# Resident designers / staffing regional theatre



## DaveySimps (Mar 24, 2008)

How many of you in the regional theatre world have resident designers on staff? Due to the retiring of our resident lighting designer and resident scenic designer (husband and wife), we are reviewing our staffing structure. We are considering eliminating the staff positions and opting to hire in freelance designers per show. If we choose to go this route, our perminate staff in lighting and sound would be as follows: Master Electrician (who will also serve as lighting board operator during runs of shows) and Assistant Electrician (who will serve as our sound board operator or sound engineer for musicals). We over hire electricians for hang and focus calls. I was just curious how the rest of you in regional theatre settings are staffed. I searched for other posts, but could not find anything that discussed this specific topic. We can stand to save some money on staffing without affecting the artistic aspect of our productions. 

~Dave


----------



## icewolf08 (Mar 24, 2008)

We don't have a resident lighting designer, but we do have a resident scenic designer. Our resident scenic designer does 3 shows per season for us, and does some outside work. When not designing, the resident scene designer is the properties master. On the LX side, I am the ME, and I wish I had an assistant. I hire all my crew overhire, and when I need an assistant I just bring in one of my long time overhire people to help. Management finds this less expensive and less cumbersome than hiring me an assistant.


----------



## Footer (Mar 24, 2008)

Most places are moving away from a "resident" positions, instead they keep on staff a lighting director, TD/PM, Props master, etc... Unless you are in a rep situation, I think a resident designers tends to stale out the designs. In a rep situation, its pretty close to a must. Get some new blood in there.


----------



## Spikesgirl (Mar 24, 2008)

Footer4321 said:


> Most places are moving away from a "resident" positions, instead they keep on staff a lighting director, TD/PM, Props master, etc... Unless you are in a rep situation, I think a resident designers tends to stale out the designs. In a rep situation, its pretty close to a must. Get some new blood in there.
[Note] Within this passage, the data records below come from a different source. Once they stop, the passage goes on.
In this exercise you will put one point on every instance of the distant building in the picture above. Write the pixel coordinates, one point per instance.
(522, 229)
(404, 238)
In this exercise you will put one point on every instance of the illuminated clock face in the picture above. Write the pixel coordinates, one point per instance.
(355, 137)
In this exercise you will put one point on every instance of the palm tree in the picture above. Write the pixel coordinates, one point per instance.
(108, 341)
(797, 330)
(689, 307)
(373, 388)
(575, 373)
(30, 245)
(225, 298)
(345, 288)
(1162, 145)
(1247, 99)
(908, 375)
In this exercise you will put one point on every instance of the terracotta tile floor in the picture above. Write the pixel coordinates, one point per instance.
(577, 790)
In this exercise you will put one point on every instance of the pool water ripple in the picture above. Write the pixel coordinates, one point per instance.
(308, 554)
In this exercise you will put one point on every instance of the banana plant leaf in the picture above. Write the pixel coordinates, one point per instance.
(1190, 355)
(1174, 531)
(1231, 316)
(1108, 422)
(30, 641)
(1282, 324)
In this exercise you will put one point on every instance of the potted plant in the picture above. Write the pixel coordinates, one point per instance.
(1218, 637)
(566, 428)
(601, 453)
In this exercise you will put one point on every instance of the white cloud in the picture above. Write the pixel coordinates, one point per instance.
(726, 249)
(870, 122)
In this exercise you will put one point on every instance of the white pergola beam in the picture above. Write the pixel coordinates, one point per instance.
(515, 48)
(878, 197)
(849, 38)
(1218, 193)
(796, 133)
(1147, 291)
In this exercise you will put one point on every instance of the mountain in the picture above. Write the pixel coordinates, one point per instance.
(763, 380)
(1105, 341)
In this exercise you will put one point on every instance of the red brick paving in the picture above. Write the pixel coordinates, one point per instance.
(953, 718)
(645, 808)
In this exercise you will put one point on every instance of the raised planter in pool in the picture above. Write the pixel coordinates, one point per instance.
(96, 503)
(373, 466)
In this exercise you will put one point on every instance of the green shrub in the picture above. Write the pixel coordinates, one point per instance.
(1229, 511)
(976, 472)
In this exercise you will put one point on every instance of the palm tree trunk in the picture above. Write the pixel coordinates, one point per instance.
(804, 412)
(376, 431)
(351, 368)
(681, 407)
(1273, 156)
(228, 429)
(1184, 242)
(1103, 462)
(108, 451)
Our shop foreman is also our resident set and lighting designer (and TD). He goes through the season and decides which shows he wants to do and then we go from there. We usually have outside set designers do the big musicals, unless he has a thought in mind prior to. I try to design two shows a year, usually the drama and the comedy, but it all depends upon my schedule and how many others have expressed an interest. 

We have an outside sound designer for the musicals and do the others in house on an as-needed basis.

We do have outside folks that can be called in for lighting, but our TD tends to take care of it himself as that way he can work around the set construction. 

Charlie


----------



## DaveySimps (Mar 31, 2008)

Thanks for the replies so far. I welcome many more.

~Dave


----------



## Grog12 (Mar 31, 2008)

I think you should keep a resident designer...if you hire me!!! Or have freelancers come in....and hire me too!!!!


----------